On the other hand, Python does not follow this behavior:

x = 1
def myfun():
    return x
x = 10
myfun()  # 10 since x = 10 when myfun is called

那么为什么 Python 被描述为使用词法范围?

So why is Python described as using lexical scoping?

推荐答案

除了@abarnert 和@user2357112 的回复之外，它可能会帮助您考虑 Python 代码的 SML 等效项:

In addition to the responses of @abarnert and @user2357112, it may help you to consider an SML equivalent of the Python code:

val x = ref 1
fun myfun () = !x
val () = x := 10
val res = myfun ()

第一行声明了一个变量 x，它引用一个整数并将引用的单元格设置为 1.函数体取消引用 x 以返回引用单元格中的值.第三行将引用的单元格设置为 10.第四行中的函数调用现在返回 10.
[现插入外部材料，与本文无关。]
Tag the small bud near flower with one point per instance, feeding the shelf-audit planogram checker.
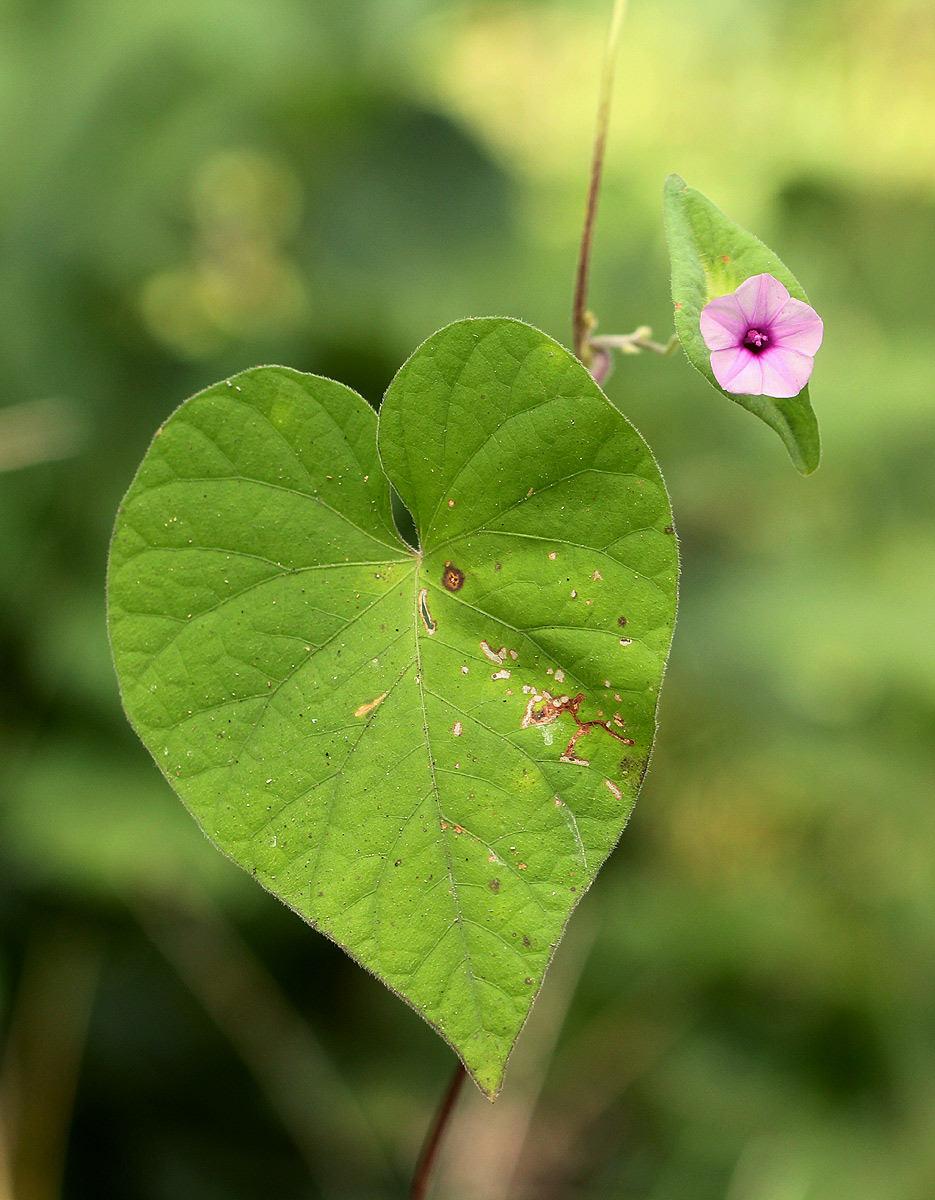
(762, 341)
The first line declares a variable x that references an integer and sets the referenced cell to 1. The function body dereferences x to return the value in the referenced cell. The third line sets the referenced cell to 10. The function call in the fourth line now returns 10.

我使用了笨拙的 val () = _ 语法来修复排序.添加声明只是为了它对 x 的副作用.也可以写成:

I used the awkward val () = _ syntax to fix an ordering. The declaration is added solely for its side effect on x. It is also possible to write:

val x = ref 1
fun myfun () = !x;
x := 10;
val res = myfun ()

环境是不可变的——特别是 x 总是指向同一个内存单元——但一些数据结构(参考单元和数组)是可变的.

The environment is immutable—notably x always points to the same memory cell—but some data structures (reference cells and arrays) are mutable.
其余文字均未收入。